Media subtopic – medial unterbelichtet

Die Arbeitsrechte sind aber auch ein media subtopic. Auch die Leitmedien, die privaten wie die staatlichen, verdrängen verbissen das Arbeits-Unrecht sowie die Praktiken der Disziplinar- und Sanktionsanstalten, der Jobcenter. In den Leitmedien tauchen abhängig Beschäftigte gelegentlich als arme Opfer auf, als gehetzte teilzeitarbeitende Mütter mit Kleinkind. Oder demonstrierende Gewerkschafter auf öffentlichen Plätzen werden im Fernsehen schon mal gezeigt, aber sie sprechen nicht, sie dürfen nicht ihre Situation erklären, sondern sie dürfen auf Trillerpfeifen ein bisschen Lärm machen.

Über Straf- und Wirtschaftsprozesse berichten die Leitmedien, Sex and Crime – da tummeln sich die Journalisten. Aber die öffentlichen Verhandlungen der Arbeitsgerichte – da sind diese Journalisten fast immer abwesend.
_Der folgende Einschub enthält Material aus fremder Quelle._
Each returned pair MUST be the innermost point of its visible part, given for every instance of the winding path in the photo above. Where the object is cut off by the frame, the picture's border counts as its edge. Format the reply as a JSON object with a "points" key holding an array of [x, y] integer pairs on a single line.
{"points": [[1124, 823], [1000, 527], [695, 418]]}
Während die Meinungsfreiheit als einer der höchsten Werte der westlichen Welt hochgehalten wird, stellt die Meinungsfreiheit der abhängig Beschäftigten keinen Wert dar. Gegen die verhinderte Meinungsfreiheit eines Journalisten der unternehmernahen Zeitung Die Welt in der Türkei protestieren Bundesregierung und Leitmedien, zu Recht; aber wenn Beschäftigte der Deutschen Post in der Türkei eine Gewerkschaft bilden und dann gefeuert werden – da protestiert keine Bundesregierung, keine Arbeitsministerin und kein Leitmedium und auch nicht das meinungsfreiheitsliebende Leitmedium Die Welt. Über Inhalte von Arbeitsverträgen herrscht sanktionsbewehrte Schweigepflicht. Betriebsräte werden mit Schadenersatzforderungen bedroht, wenn sie einen betrieblichen Konflikt öffentlich machen. Gegenüber Whistleblowern, die belegte Rechtsbrüche dem Staatsanwalt oder den Medien melden, haben die Unternehmer die Definitionshoheit über das, was den Arbeitsfrieden stört, unabhängig vom Wahrheitsgehalt und dürfen kündigen. Ein Gesetzentwurf der Großen Koalition will die schutzbedürftigen Geschäftsgeheimnisse jetzt noch enger fassen.4

Legal subtopic – rechtlich ignoriert

Die Arbeitsrechte sind auch ein legal subtopic. Wohl in keinem Bereich des Rechts und der Justiz besteht ein solches Vollzugsdefizit wie bei den Arbeitsrechten – ausgenommen vielleicht die priesterliche Kinderfickerei in der katholischen Kirche und die Steuerflucht der Globalkonzerne. Wir von Aktion gegen Arbeitsunrecht haben dokumentiert: Keine Straftat wird so selten zur Anklage erhoben und führt so selten zu einer Verurteilung wie die Behinderung von Betriebsräten und die Verhinderung von Betriebsratswahlen durch Unternehmer und ihre Beauftragten. In den Polizeiformularen für Strafanzeigen gibt es diesen Straftatbestand nach § 119 des Betriebsverfassungs-Gesetzes überhaupt nicht.5 Auch Bestechung und versuchte Bestechung, Erpressung und Nötigung von Betriebsräten und Aktivisten, die einen Betriebsrat gründen wollen, kommen eigentlich nie zu Anzeige, Anklage oder gar Verurteilung.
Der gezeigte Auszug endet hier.